The LLoyd blog: hidden talent.

Kids in the Office


LLoyd Staffing was recently contacted by Wall Street Journal Columnist, Sue Shellenbarger, to learn how we and other companies accommodate children in our corporate setting. One of the staff members she interviewed was Barbara Cohen Farber, (pictured above) Executive Director of LLoyd Administrative Staffing with 14 years at LLoyd and nearly 30 years as a recruiter of talent. Her son, Michael Farber, has been a consistent visitor to LLoyd over the years.

What Kids Notice at the Office – It changes by age and is rarely what parent think is Sue Shellenbarger’s column as it appeared on December 17, 2013.
Click here for the full article.

And, as someone who has enjoyed our young “LLoydsters” through the years, here are my own thoughts…
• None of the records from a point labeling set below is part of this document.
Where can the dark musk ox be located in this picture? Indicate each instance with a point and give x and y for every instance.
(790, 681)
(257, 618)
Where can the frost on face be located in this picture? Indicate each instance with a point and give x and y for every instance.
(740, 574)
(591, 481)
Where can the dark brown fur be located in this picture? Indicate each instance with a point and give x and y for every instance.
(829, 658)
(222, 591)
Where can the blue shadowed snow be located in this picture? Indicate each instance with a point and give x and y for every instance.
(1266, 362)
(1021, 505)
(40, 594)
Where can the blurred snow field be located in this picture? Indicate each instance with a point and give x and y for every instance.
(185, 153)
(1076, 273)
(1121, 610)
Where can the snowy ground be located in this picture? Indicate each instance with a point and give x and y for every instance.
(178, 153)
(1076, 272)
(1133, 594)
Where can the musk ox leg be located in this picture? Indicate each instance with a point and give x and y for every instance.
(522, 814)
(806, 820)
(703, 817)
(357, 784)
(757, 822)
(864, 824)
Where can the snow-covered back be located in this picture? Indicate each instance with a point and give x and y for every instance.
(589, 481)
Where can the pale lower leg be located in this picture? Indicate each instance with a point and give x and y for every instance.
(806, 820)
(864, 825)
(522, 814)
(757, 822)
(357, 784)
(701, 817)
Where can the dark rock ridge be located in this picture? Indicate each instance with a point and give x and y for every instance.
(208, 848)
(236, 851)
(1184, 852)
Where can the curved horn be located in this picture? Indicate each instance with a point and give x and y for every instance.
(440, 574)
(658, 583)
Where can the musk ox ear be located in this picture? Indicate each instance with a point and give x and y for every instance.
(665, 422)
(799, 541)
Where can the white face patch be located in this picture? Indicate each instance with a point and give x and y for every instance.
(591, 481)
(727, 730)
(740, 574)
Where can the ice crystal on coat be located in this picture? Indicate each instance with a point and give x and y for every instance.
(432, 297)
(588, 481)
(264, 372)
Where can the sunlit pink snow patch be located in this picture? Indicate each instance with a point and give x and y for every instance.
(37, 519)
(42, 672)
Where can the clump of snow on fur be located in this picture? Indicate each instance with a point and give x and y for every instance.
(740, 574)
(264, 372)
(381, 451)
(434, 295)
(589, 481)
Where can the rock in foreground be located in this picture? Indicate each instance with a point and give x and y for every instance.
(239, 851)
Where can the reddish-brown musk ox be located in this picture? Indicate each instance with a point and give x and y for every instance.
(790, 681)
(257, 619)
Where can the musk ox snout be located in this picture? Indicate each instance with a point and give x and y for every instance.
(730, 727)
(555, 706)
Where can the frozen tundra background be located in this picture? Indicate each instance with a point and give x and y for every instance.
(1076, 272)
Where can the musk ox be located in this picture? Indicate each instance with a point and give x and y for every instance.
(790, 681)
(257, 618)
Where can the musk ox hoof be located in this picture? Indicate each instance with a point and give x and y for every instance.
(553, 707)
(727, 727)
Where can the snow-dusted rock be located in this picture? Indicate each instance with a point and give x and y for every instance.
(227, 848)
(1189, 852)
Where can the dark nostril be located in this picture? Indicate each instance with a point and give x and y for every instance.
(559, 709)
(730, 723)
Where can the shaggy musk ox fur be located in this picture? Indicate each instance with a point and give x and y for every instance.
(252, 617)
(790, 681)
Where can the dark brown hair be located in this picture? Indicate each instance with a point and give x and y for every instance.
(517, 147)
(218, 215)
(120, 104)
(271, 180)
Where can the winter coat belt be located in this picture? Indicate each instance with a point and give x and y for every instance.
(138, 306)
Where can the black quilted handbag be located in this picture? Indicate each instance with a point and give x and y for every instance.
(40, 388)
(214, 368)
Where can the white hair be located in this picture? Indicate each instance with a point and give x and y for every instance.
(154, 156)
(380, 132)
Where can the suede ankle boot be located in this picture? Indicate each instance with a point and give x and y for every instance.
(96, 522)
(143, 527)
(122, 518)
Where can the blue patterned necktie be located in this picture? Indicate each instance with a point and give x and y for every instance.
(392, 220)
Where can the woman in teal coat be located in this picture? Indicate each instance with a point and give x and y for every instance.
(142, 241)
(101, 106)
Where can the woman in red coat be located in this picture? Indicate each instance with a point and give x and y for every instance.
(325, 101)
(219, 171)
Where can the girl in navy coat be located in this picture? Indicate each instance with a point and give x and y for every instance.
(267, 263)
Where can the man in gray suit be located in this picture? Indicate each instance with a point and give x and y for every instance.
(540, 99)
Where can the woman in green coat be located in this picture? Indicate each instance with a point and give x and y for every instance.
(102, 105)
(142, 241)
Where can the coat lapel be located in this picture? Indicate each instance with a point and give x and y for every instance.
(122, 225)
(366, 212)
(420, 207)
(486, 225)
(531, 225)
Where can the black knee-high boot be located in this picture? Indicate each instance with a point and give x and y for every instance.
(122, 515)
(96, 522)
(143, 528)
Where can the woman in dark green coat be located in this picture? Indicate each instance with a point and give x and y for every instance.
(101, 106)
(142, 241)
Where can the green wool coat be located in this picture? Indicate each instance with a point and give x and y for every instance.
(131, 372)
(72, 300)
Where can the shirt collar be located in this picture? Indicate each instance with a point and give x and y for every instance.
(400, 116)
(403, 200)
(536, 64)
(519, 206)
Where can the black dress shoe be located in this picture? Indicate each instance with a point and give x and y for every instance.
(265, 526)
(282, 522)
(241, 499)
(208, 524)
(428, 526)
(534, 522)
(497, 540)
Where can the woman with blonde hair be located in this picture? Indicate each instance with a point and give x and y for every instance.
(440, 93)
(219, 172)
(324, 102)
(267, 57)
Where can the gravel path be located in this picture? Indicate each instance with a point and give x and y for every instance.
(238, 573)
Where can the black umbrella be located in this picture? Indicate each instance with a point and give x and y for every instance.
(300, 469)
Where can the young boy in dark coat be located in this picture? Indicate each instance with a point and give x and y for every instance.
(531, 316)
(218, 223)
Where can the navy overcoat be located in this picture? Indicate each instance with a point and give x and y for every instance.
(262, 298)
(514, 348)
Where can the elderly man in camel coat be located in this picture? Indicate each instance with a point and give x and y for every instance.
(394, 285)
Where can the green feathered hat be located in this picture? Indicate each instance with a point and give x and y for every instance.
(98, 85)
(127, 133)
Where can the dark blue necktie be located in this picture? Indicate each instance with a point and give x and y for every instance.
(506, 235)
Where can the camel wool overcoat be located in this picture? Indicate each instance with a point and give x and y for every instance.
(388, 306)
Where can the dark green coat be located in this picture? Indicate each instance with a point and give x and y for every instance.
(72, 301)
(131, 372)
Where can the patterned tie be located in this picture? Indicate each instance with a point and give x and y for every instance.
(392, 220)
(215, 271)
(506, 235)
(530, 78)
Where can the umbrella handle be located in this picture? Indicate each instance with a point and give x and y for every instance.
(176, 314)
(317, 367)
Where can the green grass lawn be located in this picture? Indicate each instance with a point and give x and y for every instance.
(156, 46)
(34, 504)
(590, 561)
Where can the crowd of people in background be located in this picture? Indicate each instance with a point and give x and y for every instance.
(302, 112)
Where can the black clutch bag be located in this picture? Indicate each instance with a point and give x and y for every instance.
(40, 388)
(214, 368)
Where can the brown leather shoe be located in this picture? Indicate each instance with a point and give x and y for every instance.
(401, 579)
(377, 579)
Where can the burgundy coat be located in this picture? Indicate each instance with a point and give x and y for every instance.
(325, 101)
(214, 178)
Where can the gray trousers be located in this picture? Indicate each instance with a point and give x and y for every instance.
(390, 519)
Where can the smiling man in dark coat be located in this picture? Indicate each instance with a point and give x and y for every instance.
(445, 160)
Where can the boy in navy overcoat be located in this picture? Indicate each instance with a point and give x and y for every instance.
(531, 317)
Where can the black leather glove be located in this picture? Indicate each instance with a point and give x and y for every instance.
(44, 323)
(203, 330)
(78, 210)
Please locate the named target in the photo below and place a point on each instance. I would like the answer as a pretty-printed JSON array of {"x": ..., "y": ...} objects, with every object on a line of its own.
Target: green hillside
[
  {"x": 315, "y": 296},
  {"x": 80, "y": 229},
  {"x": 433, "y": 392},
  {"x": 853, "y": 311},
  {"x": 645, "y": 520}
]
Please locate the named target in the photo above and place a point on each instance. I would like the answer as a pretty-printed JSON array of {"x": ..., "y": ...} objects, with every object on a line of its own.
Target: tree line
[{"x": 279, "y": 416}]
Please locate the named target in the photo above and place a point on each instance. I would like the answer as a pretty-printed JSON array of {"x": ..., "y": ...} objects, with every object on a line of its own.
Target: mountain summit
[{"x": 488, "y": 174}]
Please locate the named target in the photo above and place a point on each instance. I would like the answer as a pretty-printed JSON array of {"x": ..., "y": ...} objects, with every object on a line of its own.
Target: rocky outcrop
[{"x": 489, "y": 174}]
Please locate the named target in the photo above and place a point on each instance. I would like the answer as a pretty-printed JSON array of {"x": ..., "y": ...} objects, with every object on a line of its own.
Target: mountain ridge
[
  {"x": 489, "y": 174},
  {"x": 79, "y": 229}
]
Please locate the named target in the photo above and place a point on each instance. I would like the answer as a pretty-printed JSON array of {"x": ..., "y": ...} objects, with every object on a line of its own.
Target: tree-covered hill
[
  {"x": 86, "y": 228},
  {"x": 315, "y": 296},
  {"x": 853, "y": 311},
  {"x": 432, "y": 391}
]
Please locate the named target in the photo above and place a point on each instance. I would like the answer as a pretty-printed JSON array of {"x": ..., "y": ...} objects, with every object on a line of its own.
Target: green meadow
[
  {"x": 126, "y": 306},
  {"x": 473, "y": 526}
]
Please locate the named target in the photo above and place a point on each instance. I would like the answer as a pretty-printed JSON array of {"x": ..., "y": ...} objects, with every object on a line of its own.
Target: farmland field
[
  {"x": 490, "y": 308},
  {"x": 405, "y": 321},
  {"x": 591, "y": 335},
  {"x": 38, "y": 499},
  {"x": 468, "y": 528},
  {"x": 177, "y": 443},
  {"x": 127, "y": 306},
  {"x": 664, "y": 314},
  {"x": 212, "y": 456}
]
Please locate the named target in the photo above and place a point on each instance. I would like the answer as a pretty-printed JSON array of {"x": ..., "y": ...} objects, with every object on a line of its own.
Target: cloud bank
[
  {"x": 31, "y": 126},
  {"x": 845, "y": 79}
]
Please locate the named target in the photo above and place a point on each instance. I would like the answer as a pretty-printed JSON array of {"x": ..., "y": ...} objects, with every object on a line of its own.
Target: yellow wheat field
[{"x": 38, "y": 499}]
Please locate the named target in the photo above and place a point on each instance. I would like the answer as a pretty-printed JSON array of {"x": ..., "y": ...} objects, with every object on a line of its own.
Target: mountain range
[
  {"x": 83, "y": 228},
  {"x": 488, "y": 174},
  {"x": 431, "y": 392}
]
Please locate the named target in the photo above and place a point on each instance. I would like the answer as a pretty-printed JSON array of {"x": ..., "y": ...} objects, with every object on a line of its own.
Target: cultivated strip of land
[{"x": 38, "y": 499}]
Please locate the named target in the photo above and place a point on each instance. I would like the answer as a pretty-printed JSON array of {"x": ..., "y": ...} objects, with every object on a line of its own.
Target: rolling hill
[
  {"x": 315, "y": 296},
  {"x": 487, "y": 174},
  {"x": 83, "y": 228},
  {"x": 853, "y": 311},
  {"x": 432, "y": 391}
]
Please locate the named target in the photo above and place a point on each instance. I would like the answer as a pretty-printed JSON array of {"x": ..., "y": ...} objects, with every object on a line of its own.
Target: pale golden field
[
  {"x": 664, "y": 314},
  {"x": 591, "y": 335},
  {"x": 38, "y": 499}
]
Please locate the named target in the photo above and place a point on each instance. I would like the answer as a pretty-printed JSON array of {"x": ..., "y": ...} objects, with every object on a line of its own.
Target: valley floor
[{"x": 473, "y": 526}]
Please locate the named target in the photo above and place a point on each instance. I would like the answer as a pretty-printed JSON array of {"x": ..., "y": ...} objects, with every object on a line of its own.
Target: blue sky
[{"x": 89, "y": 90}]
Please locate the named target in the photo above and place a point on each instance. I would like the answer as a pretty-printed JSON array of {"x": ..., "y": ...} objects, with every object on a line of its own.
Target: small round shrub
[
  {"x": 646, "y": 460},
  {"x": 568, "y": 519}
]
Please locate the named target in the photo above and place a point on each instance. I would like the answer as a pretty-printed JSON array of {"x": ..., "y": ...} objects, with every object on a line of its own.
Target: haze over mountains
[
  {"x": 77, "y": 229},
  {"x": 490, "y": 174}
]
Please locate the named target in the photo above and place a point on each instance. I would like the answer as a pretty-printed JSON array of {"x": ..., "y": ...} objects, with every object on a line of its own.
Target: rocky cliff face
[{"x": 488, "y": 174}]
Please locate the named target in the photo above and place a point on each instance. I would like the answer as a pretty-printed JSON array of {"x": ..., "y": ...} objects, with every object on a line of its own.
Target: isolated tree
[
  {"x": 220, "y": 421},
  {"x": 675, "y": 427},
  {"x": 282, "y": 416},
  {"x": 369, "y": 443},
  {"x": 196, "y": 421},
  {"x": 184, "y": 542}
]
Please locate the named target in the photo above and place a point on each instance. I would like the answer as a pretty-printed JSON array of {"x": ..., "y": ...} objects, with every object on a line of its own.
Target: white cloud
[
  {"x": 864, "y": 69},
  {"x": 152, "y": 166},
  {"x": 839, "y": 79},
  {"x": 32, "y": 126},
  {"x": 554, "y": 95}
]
I often have “business lunches” with the pint size visitors that come to our office. What makes these lunches somewhat atypical is that my dining companions can range from about 5 years old to 13. During weeks that most local schools have their winter break or other days off, we are likely to have anywhere from 1 to 6 young people here. Our company happens to permit children in the workplace during these school recess periods in order to accommodate childcare coverage; however, not every parent is fortunate to have a child-friendly employer. In fact, the debate continues as to whether kids at work are conducive to productivity and if they should even be allowed. For the most part, policy seems to be dictated by the corporate culture, nature of the work, age of the child and the size of the organization.

I confess that I like it when the kids are here. We get plenty of pint size visitors to the Marketing Department where I work. They like our color copier, our corporate premiums and the wide assortment of fancy paper. My team even puts them to work stuffing envelopes, assembling business kits, counting inventory. The owner of our company, Merrill Banks, sent out a memo recently urging staff to set up our Corporate Training Room with videos, snacks, books and art supplies in anticipation of the winter vacation week. Says Banks, “I want our employees to feel that it’s okay to bring their kids here when they need to, I think it makes for a more inviting workplace and encourages employee retention.”

I’ve asked the kids what they like about coming to work with their parents. Most often this is the response, “I get to see a lot of the people Mom or Dad talk about,” but what they usually don’t like is that their parents make them do schoolwork while they’re in the office, too. Ugh. Most come equipped to keep busy. Accessories include Portable Play Stations or tablets which can access movies, internet and games, Match Box cars, word search puzzles, juice boxes and yogurt. One youngster told me, “I think my Mom works pretty hard. She answers the phone, teaches people how to use the computer and helps people find jobs.”

But for every company that promotes a child-friendly environment, there are naysayers who are vehemently against it. A look at various website discussion groups turns up comments such as, “Children at work are too distracting and do not belong here. I don’t want to help supervise your child. I can sympathize, but we’re not set up for it and it’s not child safe. According to a survey done by Experience, Inc., nearly 40% of U.S. companies allow their staff to bring in kids in the event of an emergency. Additionally 60% feel companies need to be more supportive of working parents, while 42% say employees should not be allowed to bring children to work.

If you are faced with the childcare dilemma, here are some tips for making it work for you, your boss and your coworkers.
• Talk to your supervisor or HR department ahead of time to explore the issue.
• Talk to your child about his/her expected behavior. Outline rules.
• Bring in supplies to keep your child busy and occupied. Think of quiet distractions and use headphones for viewing videos or dvds.
• Don’t let your child wander or ask coworkers to “baby sit.” Keep him/her within eyesight.
• Don’t bring a sick child to work to infect others. Find alternative back up or stay home.
• Finally, be prepared that some coworkers may resent your child’s presence. Not everyone appreciates the company of the sandbox set. Afterall, W.C. Fields when once asked about working with children replied, “I like them. They are very good with mustard.”